This document defines how agents should interpret Chisel responses: security posture, status codes, trust ordering, and heuristic limits. It complements AGENT_PLAYBOOK.md (workflows) and ZERO_DEPS.md (dependency policy).

Security model (why native / stdlib)

  • Default Chisel is stdlib-only for core analysis—no bundled third-party Python dependencies in the core install. That reduces supply-chain risk for the analysis runtime.
  • Git is used via subprocess (the git binary), not a vendored library.
  • Parsing uses ast (Python) and regex extractors (other languages), not tree-sitter or LSP in the default package. Accuracy trades off against install weight and audit surface.
  • Optional tree-sitter/LSP-style extractors can be registered in the user's environment (register_extractor, CHISEL_BOOTSTRAP) without changing the core wheel—see CUSTOM_EXTRACTORS.md.

Agents should not assume semantic parity with IDE-grade analysis; treat results as strong heuristics plus git facts where applicable.

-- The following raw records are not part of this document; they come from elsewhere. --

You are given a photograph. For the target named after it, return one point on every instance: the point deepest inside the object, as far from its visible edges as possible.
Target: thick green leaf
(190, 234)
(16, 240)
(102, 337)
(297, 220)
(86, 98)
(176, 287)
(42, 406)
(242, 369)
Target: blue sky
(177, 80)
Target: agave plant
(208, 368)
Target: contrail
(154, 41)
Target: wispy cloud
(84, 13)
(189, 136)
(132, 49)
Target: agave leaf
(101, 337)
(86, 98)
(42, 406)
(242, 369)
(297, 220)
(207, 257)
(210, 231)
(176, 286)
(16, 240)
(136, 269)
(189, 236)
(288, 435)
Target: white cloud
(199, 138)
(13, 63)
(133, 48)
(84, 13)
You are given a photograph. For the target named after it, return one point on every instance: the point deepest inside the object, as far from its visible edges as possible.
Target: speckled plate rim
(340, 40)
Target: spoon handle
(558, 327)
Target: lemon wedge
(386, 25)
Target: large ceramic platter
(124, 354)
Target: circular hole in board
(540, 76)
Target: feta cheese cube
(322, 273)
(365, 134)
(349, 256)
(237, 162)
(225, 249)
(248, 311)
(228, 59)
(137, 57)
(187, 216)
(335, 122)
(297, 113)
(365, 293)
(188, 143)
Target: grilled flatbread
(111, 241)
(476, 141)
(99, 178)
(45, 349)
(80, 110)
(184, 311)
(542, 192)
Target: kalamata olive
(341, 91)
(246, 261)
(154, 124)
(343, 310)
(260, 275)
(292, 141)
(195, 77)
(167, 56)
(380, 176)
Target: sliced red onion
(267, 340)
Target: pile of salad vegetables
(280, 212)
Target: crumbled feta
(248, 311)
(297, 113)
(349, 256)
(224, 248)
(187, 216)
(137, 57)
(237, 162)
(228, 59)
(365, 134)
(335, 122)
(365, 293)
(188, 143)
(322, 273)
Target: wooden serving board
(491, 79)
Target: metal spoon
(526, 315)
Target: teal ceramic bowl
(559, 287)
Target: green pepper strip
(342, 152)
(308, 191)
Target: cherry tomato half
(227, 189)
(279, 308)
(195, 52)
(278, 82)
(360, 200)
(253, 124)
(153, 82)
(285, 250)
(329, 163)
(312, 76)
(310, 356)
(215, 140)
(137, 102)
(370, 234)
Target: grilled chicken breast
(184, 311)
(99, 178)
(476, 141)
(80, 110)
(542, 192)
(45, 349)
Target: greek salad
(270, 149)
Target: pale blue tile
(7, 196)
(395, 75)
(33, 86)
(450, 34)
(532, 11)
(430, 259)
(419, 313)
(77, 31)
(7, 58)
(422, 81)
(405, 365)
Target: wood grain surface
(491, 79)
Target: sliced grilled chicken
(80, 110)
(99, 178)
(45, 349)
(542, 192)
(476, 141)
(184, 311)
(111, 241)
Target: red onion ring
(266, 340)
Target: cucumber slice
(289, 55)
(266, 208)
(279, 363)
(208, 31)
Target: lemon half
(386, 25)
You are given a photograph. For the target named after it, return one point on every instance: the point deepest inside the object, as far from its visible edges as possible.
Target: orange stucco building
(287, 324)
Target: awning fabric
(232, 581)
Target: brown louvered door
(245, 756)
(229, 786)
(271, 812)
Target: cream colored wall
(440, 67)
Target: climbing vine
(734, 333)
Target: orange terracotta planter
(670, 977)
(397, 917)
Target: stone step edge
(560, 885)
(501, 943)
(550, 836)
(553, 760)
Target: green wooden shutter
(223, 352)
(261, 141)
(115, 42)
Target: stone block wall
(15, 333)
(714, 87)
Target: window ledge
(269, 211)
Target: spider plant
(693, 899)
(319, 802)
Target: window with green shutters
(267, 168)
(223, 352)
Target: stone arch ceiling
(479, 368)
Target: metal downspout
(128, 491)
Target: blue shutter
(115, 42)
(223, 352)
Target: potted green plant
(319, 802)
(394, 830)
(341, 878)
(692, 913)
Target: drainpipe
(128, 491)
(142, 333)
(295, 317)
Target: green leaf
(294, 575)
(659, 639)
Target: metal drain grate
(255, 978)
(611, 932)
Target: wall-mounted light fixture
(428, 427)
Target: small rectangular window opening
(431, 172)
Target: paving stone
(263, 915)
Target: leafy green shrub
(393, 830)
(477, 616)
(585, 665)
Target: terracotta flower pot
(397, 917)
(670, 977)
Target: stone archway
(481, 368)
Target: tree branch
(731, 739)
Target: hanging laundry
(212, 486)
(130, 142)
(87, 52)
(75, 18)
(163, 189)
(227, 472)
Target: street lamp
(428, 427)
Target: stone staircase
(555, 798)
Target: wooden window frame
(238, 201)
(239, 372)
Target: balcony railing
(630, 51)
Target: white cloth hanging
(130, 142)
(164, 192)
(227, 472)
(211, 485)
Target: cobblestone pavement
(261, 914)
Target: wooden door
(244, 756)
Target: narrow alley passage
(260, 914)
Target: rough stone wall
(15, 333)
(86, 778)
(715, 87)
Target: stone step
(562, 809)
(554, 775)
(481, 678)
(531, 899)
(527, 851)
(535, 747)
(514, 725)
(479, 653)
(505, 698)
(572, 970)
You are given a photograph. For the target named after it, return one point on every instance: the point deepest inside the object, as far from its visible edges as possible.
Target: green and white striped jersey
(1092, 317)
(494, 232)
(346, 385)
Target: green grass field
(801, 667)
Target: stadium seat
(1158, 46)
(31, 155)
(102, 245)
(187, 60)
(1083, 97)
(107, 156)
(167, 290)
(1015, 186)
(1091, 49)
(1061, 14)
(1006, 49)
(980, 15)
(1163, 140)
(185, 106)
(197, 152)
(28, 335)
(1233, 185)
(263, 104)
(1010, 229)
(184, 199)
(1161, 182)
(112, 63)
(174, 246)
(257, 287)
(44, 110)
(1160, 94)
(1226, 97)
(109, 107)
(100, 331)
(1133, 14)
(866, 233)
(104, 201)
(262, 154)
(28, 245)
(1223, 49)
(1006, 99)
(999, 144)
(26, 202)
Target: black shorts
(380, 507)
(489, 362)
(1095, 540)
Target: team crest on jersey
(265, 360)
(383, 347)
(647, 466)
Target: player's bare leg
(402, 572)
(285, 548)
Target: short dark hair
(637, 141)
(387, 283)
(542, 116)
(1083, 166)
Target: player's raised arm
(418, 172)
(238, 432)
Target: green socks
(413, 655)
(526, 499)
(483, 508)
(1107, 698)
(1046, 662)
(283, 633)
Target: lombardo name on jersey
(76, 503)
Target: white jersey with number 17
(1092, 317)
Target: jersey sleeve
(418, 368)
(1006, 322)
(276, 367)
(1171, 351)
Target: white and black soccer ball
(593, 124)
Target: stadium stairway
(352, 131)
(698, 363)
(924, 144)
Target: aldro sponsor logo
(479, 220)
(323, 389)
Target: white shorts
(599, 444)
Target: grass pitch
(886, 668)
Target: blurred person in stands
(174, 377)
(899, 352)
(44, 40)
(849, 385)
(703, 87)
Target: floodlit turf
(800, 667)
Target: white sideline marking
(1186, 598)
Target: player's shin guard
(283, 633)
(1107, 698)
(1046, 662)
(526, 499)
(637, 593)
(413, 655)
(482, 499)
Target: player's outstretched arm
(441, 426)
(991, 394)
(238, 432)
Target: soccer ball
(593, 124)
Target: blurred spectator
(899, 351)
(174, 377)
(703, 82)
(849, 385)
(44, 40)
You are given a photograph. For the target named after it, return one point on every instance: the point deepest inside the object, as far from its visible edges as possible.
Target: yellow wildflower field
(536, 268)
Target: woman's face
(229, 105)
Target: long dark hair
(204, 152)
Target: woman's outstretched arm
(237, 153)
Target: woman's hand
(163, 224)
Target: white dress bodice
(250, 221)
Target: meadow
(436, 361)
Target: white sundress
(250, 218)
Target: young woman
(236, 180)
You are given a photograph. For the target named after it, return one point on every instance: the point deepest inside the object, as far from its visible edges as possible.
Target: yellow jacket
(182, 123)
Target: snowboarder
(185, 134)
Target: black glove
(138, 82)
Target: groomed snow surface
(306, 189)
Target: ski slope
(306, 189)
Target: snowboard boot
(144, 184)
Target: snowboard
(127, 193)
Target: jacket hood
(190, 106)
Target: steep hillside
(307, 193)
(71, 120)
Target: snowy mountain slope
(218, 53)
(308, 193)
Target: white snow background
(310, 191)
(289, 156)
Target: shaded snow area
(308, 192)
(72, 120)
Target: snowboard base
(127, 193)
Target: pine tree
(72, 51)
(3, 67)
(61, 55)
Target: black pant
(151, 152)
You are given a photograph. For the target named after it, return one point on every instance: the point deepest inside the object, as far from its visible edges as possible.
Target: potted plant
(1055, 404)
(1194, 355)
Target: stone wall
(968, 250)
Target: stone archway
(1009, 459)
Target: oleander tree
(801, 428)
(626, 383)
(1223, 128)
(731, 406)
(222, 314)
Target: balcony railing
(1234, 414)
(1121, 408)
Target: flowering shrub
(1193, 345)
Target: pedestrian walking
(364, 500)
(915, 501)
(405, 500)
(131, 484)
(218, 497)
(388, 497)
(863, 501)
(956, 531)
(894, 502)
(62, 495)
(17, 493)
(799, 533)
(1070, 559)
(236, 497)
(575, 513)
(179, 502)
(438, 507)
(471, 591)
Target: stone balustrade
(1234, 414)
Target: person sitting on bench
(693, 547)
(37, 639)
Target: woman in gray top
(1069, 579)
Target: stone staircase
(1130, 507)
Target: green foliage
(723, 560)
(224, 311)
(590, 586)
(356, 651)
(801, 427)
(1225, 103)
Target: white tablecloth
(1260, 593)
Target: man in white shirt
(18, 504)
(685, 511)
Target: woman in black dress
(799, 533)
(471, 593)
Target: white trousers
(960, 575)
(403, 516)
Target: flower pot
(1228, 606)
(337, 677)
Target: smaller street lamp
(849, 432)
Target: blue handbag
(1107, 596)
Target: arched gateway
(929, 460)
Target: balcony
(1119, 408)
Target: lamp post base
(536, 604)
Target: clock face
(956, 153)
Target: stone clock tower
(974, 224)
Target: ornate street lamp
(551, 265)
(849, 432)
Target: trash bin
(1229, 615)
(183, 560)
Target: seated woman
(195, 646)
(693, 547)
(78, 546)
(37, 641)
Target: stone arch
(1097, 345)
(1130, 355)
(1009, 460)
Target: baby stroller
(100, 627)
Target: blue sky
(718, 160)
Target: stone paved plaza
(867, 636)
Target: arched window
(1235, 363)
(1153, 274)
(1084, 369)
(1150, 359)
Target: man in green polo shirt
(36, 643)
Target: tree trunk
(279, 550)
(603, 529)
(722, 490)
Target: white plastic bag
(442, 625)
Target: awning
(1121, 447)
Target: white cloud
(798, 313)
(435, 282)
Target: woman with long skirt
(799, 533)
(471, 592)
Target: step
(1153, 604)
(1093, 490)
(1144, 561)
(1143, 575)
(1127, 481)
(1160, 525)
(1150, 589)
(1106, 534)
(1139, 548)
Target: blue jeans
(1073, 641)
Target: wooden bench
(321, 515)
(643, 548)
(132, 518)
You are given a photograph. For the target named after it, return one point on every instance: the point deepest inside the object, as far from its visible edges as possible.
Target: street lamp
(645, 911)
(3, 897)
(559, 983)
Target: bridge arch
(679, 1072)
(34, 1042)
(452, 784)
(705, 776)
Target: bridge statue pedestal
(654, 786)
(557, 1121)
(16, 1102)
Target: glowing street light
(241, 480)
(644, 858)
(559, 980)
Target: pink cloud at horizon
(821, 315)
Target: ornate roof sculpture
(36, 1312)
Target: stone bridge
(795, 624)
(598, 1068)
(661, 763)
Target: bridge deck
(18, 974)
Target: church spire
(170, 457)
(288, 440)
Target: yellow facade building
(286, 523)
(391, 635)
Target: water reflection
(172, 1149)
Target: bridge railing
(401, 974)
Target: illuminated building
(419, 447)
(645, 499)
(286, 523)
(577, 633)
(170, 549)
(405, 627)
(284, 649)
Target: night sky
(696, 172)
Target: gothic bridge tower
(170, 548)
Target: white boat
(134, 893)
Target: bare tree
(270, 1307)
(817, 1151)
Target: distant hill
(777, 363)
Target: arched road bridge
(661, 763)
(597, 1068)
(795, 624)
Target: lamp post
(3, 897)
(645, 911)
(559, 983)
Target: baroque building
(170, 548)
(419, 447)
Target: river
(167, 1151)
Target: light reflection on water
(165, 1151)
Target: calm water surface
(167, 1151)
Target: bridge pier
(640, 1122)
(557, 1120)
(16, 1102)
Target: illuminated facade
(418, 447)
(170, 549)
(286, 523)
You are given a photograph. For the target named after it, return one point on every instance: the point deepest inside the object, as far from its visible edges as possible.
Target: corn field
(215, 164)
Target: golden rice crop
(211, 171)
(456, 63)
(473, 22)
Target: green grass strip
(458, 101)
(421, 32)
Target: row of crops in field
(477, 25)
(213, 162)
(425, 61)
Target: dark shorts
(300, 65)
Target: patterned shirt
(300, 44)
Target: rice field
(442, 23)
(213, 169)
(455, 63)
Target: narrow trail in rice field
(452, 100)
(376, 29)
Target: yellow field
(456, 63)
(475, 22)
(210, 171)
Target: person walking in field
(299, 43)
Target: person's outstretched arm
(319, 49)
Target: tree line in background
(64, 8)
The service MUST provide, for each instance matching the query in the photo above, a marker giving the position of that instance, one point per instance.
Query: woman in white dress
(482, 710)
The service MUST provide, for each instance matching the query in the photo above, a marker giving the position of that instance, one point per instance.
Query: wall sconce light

Response shape: what to read first

When a tool returns a dict, check keys in this order before trusting long lists or scores:

  1. statusno_data | no_changes | no_edges | git_error | stale_db (and tool-specific)
  2. error — e.g. not_a_git_repo on diff_impact / git failures
  3. message, hint
  4. _meta — on risk_map / triage (uniform components, thresholds)
  5. List payloads (files, test_gaps, etc.)

Empty [] without a status usually means “nothing matched,” not “error.” git_error is never an empty list.

suggest_tests item source

Value Meaning
direct Test–code edge in DB
co_change Via git co-change partner
import_graph Via static import graph reachability
static_require Test file import/require resolved to this source path (no DB edge)
hybrid Both DB impact and static scan agree on the same test
fallback Stem/name similarity only
working_tree Untracked file stem match

Trust: direct > hybrid > import_graph / co_change > static_require > fallback / working_tree. Always run tests in the real environment before release.

Dynamic require() and confidence scoring

Chisel's JS/TS extractor detects require() patterns that cannot be statically resolved:

dep_type require_type Confidence Example
import (static) 1.0 require('./foo')
tainted_import variable 1.0 const M = './foo'; require(M) — path was statically traced
dynamic_import variable 0.3 require(variable) — unknown variable
dynamic_import template 0.4 require(`./${x}`)
dynamic_import concat 0.2 require('./' + name)
dynamic_import conditional 0.3 require(cond ? './a' : './b')
eval_import eval 0.0 new Function('require', code)

confidence indicates how reliably the actual module path is known. Edge weights blend proximity * sqrt(confidence) so low-confidence requires contribute less to impact scores. tainted_import is a special case where variable assignment was tracked (const MODULE = './plugins/auth') so the path is known — it gets full confidence.

risk_map dynamic-risk fields

Each per-file entry in risk_map output includes:

Field Type Description
hidden_risk_factor float Additive risk component (0–0.15) from dynamic_import/eval_import edge density: min(dynamic_edge_count/20, 1.0) * 0.15
new_file_boost float Additive 0.5 for files with zero churn and zero test coverage, so new/untracked files surface in rankings
shadow_edge_count int Edges that are not call-type (import + dynamic types)
dynamic_edge_count int Edges with edge_type of dynamic_import or eval_import
breakdown.hidden_risk float Same as hidden_risk_factor (for breakdown consistency)
breakdown.new_file_boost float Same as new_file_boost (for breakdown consistency)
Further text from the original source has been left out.